La couleur dessine la forme qui prend place dans la surface du papier. La matière témoigne de l’amplitude du geste de l’artiste qu’elle déploie sur son support. Les teintes, camaïeu de terracotta, ocres verts, bruns, jaune et blanc, rappellent celles du corps humain et des paysages arpentés. La présence du bleu contraste avec ces couleurs, évoque la mer, le ciel, le cosmos, l’espace, le vide en opposition au plein. Virginie Hucher fait vibrer la couleur qui dessine des formes à la frontière entre le vide et le plein, le cosmos et le tellurique, l’équilibre statique et le mouvement.
Dans ses peintures sur toile, Histoires naturelles, les textures, les trames et la matière rappellent ses expériences à même le sable, les rochers, la neige, une tentative d’appréhender les éléments avec souplesse. Si certaines familles se dessinent, l’artiste ne répète aucune forme. Chacune est unique et présente ses particularités.
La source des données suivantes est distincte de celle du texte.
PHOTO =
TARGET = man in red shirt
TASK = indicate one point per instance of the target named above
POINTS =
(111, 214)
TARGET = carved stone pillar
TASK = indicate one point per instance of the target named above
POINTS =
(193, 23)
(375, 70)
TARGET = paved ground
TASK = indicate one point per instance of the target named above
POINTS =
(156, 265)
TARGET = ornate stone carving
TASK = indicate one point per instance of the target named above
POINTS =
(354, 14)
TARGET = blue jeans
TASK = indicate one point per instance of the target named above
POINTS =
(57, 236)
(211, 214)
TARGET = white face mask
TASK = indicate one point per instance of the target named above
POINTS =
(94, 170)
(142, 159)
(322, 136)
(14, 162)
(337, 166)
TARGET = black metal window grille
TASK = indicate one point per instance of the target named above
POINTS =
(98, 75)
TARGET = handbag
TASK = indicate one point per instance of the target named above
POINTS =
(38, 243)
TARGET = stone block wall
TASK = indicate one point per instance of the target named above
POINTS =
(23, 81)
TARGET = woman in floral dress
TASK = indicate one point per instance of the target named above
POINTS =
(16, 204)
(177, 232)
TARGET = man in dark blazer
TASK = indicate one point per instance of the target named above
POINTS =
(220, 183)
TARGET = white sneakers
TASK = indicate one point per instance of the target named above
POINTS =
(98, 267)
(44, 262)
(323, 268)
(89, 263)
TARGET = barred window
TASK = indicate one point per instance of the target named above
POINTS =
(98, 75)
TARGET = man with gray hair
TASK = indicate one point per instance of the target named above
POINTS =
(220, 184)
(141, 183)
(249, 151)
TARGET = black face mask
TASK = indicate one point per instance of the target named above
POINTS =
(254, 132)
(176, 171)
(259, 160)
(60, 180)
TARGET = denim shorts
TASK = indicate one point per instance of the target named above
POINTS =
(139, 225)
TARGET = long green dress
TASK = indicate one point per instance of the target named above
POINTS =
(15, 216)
Ses peintures incitent à tisser des liens entre elles, à se raconter l’histoire de la naissance des éléments naturels. Les souvenirs de ses performances au contact des surfaces vivantes s’incarnent dans le tracé au pinceau des arrondis, des courbes, des arcs qui appellent l’ondulation, l’expansion et le développement des processus naturels.
Les sculptures de la série Botanica composent un paysage d’éléments qui poussent et grandissent avec de possibles liens et attaches. Couleurs et matières rappellent les contacts du corps de l’artiste et de ses outils avec les surfaces vivantes. Ses pièces à l’échelle de la main font écho à des structures qui s’assemblent pour créer une nouvelle espèce.
Les œuvres de la série Forme fertile font penser à des empreintes comme si l’artiste avait extrait du sol des fragments d’une ruine. Ses pièces nous amènent à nous interroger sur leur identité. Brutes, géométriques et pourtant pleines de vie et d’énergie, elles renvoient à des structures cellulaires. Virginie Hucher nous donne à voir des organismes qui seraient invisibles à l’œil nu.
Dans les dessins de la série Chorégraphie végétale, le pastel à l’huile se dépose délicatement sur le papier kraft pour laisser la trace de son geste mémorisé. Parfois en binôme, les figures nous attirent à la fois vers le ciel et vers un ancrage au sol.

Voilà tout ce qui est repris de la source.